2007-04-10 04:57:07 · 4 answers · asked by Anonymous in Health Diet & Fitness

I make up names because I don't know what some of those exercises/machines are called, sorry!

2007-04-10 04:58:24 · update #1

4 answers

It really depends on what your current body condition is, what you are trying to accomplish, and how consistent you are.

A swimmer and a baseball player and a tennis player and a horse jockey and a gymnist would have entirely different needs, therefor entirely different workouts, and always the other factor is what your age, current condition, and eating conditions are.
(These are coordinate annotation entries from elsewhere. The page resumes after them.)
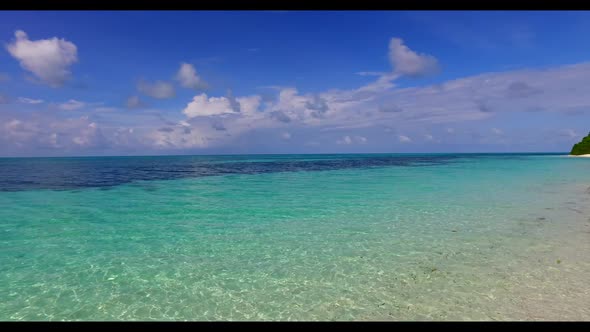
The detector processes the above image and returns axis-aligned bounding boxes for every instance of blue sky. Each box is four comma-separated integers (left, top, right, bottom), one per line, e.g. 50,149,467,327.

0,11,590,156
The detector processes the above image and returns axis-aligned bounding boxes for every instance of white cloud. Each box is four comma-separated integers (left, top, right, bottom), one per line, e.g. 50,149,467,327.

18,97,44,105
236,95,262,114
336,135,352,145
182,93,236,118
137,80,176,99
336,135,367,145
176,62,207,90
125,96,145,109
58,99,86,111
389,38,439,77
6,30,78,87
397,135,412,143
492,128,504,135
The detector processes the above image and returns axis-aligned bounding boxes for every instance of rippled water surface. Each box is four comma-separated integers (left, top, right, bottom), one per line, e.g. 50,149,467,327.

0,154,590,320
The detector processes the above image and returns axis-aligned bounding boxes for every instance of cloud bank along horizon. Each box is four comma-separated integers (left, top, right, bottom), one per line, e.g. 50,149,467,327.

0,23,590,156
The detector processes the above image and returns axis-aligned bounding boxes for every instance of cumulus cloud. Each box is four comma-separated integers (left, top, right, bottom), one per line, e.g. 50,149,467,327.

176,62,207,90
5,35,590,156
6,30,78,87
58,99,86,111
182,93,236,118
397,135,412,143
492,128,504,135
137,80,176,99
236,95,262,115
125,96,145,109
336,135,352,145
18,97,44,105
389,38,440,77
336,135,367,145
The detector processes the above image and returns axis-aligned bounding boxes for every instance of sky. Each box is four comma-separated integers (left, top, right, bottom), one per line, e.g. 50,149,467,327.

0,11,590,157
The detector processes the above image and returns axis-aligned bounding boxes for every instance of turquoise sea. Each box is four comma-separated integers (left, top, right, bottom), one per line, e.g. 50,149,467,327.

0,154,590,320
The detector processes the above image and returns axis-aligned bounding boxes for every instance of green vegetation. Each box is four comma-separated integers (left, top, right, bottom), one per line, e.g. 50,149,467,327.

570,133,590,156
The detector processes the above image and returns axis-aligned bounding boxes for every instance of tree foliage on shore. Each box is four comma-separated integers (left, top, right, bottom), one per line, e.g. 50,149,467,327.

570,133,590,156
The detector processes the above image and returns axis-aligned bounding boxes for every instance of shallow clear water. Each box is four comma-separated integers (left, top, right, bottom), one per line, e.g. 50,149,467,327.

0,154,590,320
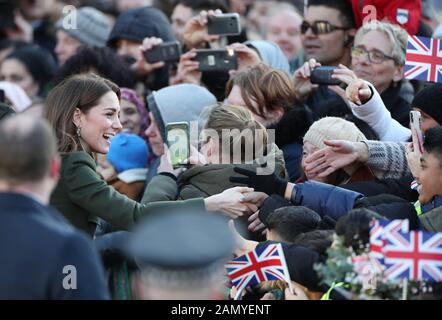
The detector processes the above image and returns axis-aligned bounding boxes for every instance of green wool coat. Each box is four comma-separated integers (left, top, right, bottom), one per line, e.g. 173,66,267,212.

50,151,204,237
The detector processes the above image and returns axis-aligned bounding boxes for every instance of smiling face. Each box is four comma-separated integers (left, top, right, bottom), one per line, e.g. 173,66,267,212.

352,30,403,93
74,91,122,154
416,152,442,204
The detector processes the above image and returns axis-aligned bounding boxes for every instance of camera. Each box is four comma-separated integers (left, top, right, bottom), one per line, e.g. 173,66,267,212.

144,41,181,63
207,13,241,36
166,122,190,169
310,67,341,85
195,49,238,72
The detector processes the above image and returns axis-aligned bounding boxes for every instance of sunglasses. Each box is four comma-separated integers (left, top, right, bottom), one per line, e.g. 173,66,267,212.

301,21,349,35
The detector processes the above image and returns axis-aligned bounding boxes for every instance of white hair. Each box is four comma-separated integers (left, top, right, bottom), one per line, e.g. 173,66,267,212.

355,21,408,65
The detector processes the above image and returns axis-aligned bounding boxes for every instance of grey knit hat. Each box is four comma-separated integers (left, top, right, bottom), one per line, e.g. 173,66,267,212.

56,7,112,47
304,117,366,149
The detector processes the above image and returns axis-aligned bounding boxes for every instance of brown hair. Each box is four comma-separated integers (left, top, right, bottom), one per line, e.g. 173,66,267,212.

0,115,57,185
226,63,296,118
204,104,268,163
43,73,120,154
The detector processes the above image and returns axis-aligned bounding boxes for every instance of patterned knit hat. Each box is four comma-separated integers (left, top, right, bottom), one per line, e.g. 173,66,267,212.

304,117,366,149
56,7,111,47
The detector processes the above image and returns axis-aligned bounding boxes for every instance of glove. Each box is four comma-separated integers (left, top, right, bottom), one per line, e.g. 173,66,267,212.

229,167,288,197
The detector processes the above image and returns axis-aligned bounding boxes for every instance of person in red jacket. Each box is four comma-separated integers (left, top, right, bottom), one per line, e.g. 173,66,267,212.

349,0,422,35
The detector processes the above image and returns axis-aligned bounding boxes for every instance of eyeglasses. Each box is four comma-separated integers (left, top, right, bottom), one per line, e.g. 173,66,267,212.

301,21,349,35
351,47,396,64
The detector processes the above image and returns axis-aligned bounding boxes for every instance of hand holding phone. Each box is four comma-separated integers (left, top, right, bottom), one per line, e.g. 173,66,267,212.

410,111,424,154
144,41,181,64
195,49,238,72
207,13,241,36
310,66,341,85
166,122,190,169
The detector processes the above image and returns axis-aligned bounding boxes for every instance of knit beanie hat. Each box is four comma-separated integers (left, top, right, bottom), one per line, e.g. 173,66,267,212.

6,45,57,97
411,83,442,125
107,7,175,47
304,117,366,149
55,7,111,47
106,133,149,173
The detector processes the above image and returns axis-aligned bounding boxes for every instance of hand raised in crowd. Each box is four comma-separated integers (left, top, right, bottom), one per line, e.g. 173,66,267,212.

157,144,186,177
229,220,258,257
183,9,222,49
131,37,164,74
247,210,266,234
204,187,258,219
227,43,261,75
238,191,269,233
305,140,368,178
345,79,373,106
293,58,321,100
230,167,288,197
173,49,202,85
328,64,358,102
405,126,422,178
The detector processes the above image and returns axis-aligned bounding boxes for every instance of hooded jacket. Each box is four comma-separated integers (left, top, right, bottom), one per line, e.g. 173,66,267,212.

143,145,288,240
142,84,217,188
147,84,217,141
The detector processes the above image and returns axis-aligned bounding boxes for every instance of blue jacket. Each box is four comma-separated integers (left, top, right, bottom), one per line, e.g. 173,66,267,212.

0,193,109,300
291,181,364,220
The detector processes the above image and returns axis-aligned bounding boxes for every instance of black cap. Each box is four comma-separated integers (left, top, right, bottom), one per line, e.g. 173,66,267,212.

107,7,175,47
129,212,234,282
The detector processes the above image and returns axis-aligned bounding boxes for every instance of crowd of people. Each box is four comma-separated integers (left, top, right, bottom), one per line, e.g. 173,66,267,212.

0,0,442,300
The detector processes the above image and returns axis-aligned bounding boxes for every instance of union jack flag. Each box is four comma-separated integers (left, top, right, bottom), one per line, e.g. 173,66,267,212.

384,231,442,282
225,243,290,293
369,219,409,271
404,36,442,82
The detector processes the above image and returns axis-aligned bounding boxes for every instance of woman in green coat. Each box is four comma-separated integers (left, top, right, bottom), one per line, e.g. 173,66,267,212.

44,74,254,237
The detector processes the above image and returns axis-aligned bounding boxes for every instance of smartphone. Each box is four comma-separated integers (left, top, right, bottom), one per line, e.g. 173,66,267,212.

144,41,181,63
166,122,190,169
310,67,341,85
195,49,238,72
410,111,424,153
0,1,17,29
207,13,241,36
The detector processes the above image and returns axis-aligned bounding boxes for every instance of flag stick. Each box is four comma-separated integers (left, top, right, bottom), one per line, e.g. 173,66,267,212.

402,278,408,300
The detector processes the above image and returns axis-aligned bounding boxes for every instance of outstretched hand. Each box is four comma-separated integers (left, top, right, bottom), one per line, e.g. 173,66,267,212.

305,140,368,178
229,167,288,196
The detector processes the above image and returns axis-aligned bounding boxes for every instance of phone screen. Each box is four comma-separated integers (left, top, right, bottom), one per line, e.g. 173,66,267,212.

167,124,190,168
410,111,424,153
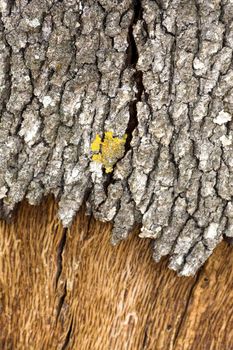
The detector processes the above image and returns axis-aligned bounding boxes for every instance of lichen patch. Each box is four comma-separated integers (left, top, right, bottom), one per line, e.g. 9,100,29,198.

91,131,127,173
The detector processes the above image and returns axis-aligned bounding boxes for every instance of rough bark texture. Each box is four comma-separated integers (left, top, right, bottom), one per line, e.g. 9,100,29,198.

0,0,233,275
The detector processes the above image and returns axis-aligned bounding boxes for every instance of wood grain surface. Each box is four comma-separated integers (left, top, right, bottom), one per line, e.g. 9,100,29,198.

0,198,233,350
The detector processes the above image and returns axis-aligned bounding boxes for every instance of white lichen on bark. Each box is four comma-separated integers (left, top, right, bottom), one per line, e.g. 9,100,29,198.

0,0,233,275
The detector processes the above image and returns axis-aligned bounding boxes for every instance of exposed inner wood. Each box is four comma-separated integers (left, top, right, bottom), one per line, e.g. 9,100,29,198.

0,200,233,350
0,0,233,276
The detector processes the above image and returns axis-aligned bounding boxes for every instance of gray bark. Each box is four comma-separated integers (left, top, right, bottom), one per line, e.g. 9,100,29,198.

0,0,233,275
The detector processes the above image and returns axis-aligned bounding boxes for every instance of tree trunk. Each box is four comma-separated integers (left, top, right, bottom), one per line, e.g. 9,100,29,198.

0,0,233,275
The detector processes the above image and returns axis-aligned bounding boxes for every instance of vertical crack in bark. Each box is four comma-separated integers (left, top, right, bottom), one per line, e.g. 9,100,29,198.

0,0,233,276
61,319,73,350
55,228,67,288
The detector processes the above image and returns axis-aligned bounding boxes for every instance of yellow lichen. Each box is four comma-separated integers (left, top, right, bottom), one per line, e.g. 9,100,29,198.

91,131,127,173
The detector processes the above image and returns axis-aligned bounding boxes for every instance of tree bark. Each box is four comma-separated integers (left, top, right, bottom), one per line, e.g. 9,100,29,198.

0,0,233,275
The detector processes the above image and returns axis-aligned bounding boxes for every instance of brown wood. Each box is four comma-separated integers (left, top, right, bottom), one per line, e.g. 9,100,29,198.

0,198,233,350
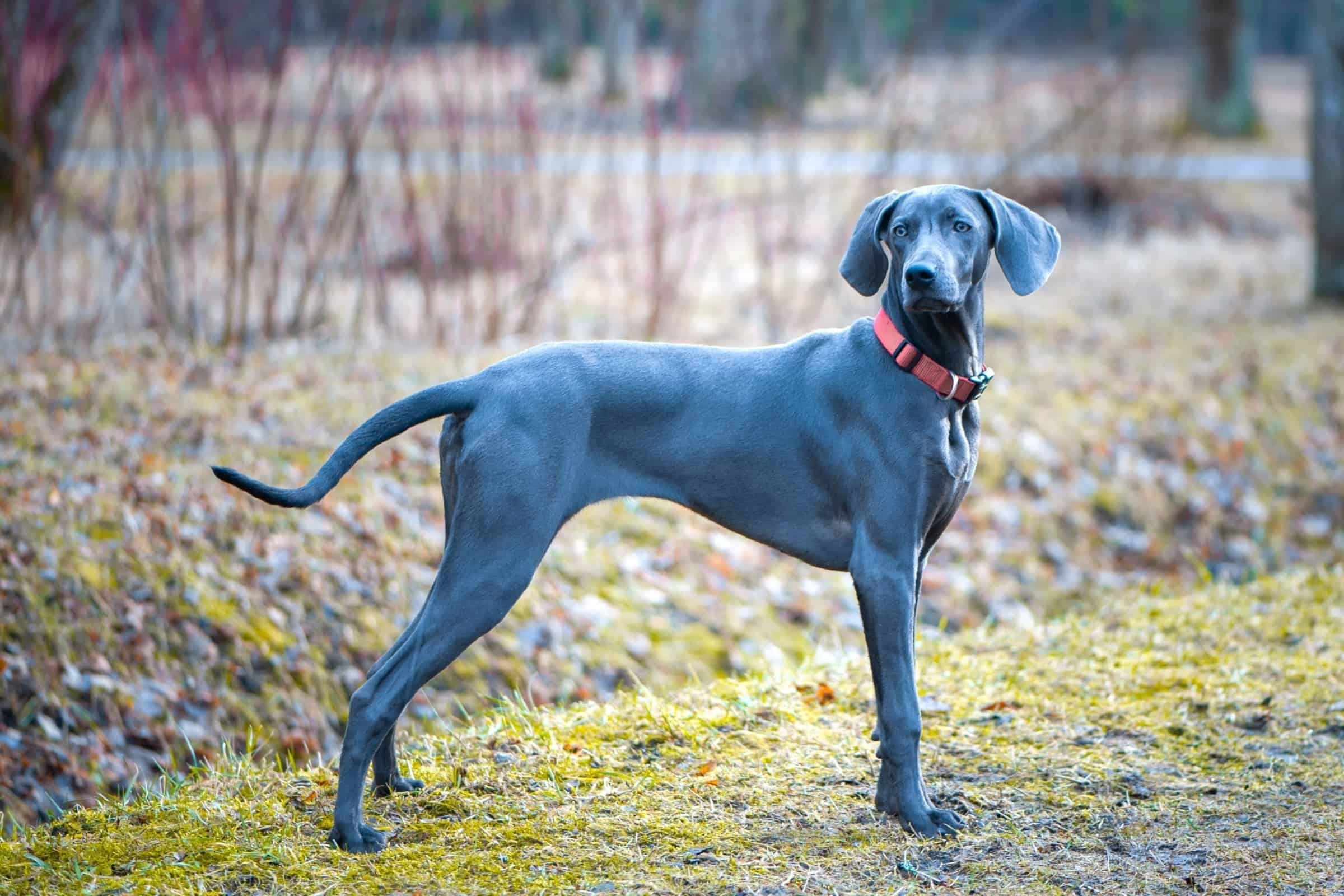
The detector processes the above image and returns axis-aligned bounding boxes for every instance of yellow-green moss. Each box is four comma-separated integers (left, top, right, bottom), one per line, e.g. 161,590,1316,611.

0,570,1344,895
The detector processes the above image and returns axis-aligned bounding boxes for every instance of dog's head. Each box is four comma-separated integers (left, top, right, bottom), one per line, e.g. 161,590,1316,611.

840,184,1059,314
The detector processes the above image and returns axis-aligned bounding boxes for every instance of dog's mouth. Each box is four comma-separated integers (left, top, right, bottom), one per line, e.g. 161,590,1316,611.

903,296,961,314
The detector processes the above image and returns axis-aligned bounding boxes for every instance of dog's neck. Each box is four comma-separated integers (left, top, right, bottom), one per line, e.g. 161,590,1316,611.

881,279,985,376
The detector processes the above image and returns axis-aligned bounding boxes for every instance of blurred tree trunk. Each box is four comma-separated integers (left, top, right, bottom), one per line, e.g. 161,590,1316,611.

834,0,881,86
1189,0,1259,137
538,0,581,82
602,0,642,100
1310,0,1344,304
684,0,829,124
0,0,118,228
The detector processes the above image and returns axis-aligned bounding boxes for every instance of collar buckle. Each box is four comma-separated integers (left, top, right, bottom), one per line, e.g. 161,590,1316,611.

965,367,995,402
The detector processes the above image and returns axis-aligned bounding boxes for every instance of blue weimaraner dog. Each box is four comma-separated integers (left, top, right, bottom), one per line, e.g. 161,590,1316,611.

214,185,1059,852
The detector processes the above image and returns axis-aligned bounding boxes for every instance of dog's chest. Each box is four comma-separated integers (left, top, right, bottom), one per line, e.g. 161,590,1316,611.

937,407,980,483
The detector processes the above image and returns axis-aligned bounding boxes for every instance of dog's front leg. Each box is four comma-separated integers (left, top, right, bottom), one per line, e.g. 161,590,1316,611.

850,536,964,837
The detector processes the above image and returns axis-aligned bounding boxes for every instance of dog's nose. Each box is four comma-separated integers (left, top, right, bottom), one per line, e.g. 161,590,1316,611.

906,265,938,286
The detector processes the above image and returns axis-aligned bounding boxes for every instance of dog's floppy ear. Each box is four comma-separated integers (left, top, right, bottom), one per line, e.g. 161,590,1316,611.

976,189,1059,296
840,192,900,296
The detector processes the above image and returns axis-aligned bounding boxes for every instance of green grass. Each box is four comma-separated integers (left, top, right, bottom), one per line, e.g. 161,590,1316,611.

0,568,1344,896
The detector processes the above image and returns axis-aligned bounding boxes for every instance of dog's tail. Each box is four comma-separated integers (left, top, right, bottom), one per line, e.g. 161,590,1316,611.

209,377,478,508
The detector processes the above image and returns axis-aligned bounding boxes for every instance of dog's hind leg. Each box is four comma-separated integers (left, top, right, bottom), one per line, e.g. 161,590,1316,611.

330,440,563,852
368,414,465,796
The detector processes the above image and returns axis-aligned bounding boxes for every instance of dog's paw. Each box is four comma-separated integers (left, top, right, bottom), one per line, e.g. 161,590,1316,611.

883,803,967,837
329,823,387,853
374,775,424,796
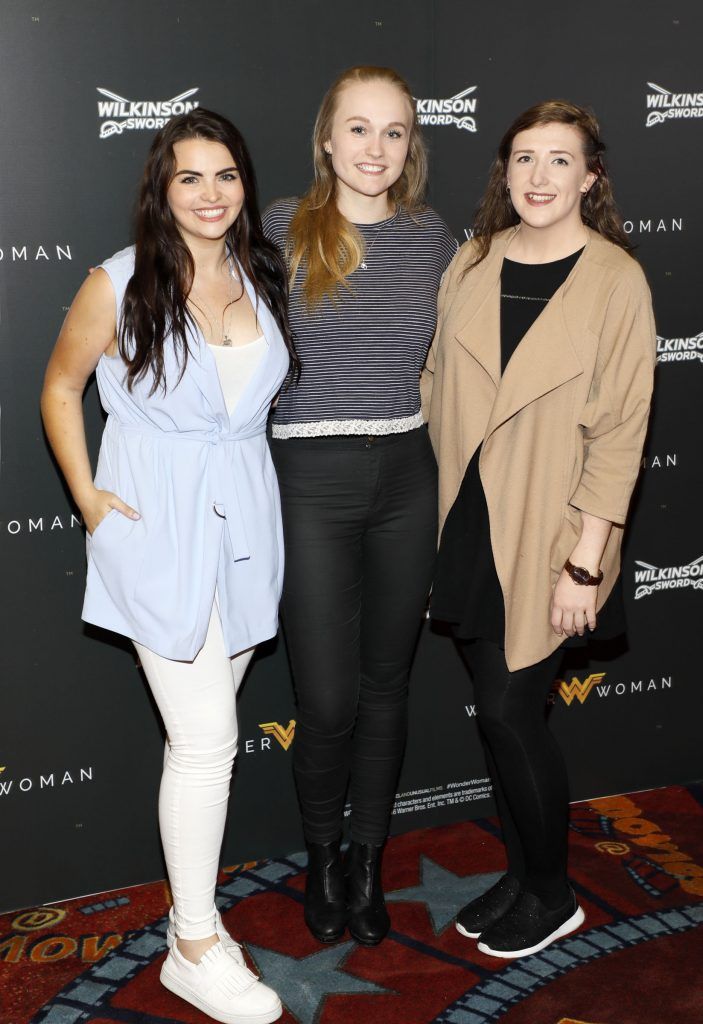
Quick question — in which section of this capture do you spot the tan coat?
[422,228,656,671]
2007-04-10 05:05:42 · answer #1 · answered by laneybeans 3 · 0 0

You have a good workout schedule but you need to work the same body parts on the same days. Here's what I have changed for you. You only need to do abs twice a week. Just remember that if you work the same body part withing 48 hours, it doesn't give the muscles to time they need to grow.

Monday:
Bench Press -- 4 sets 12/10/8/8
Pectoral Flies -- 3 sets 12/10/8
Chest Press -- 3 sets 12/10/8
Biceps Curl -- 3 sets 12/10/8
Arms Extensions -- 3 sets 12/110/8
Forearms Curl -- 3 sets 12/10/8
Crunches -- 3 sets 20/15/15/10

Tuesday:
Squats -- 3 sets 12/10/8
Dead lifts -- 4 sets 12/10/8/8
Lunges -- 3 sets 12/10/8
Legs Presses -- 3 sets 12/10/8
Legs Curl -- 3 sets 12/10/8
Barbells Squats-- 3 sets 12/10/8
Legs Extensions -- 3 sets 12/10/8
Calves -- 3 sets 12/10/8

Thursday:
Back Extensions -- 2 sets 15/15
Pulls Up -- 3 sets 12/10/8
Rows (opposite biceps curl) -- 3 sets 12/10/8
Abs Machine -- 3 sets 12/10/8

Friday:
Shoulders -- 3 sets 12/10/8
Ropes Pull-- 3 sets 12/10/8
Lats -- 3 sets 12/10/8
Dumbbells Forward -- 3 sets 12/10/8

2007-04-10 12:04:42 · answer #2 · answered by Rutger 3 · 0 0

You have to give me your stats and your goals then a workout can be determined. It would be different depending on if you are toning or trying to bulk up.
http://www.makeoverfitness.com

2007-04-10 12:33:03 · answer #3 · answered by Anonymous · 0 0

When do you do your cardio? You need to work in some cardio exercise.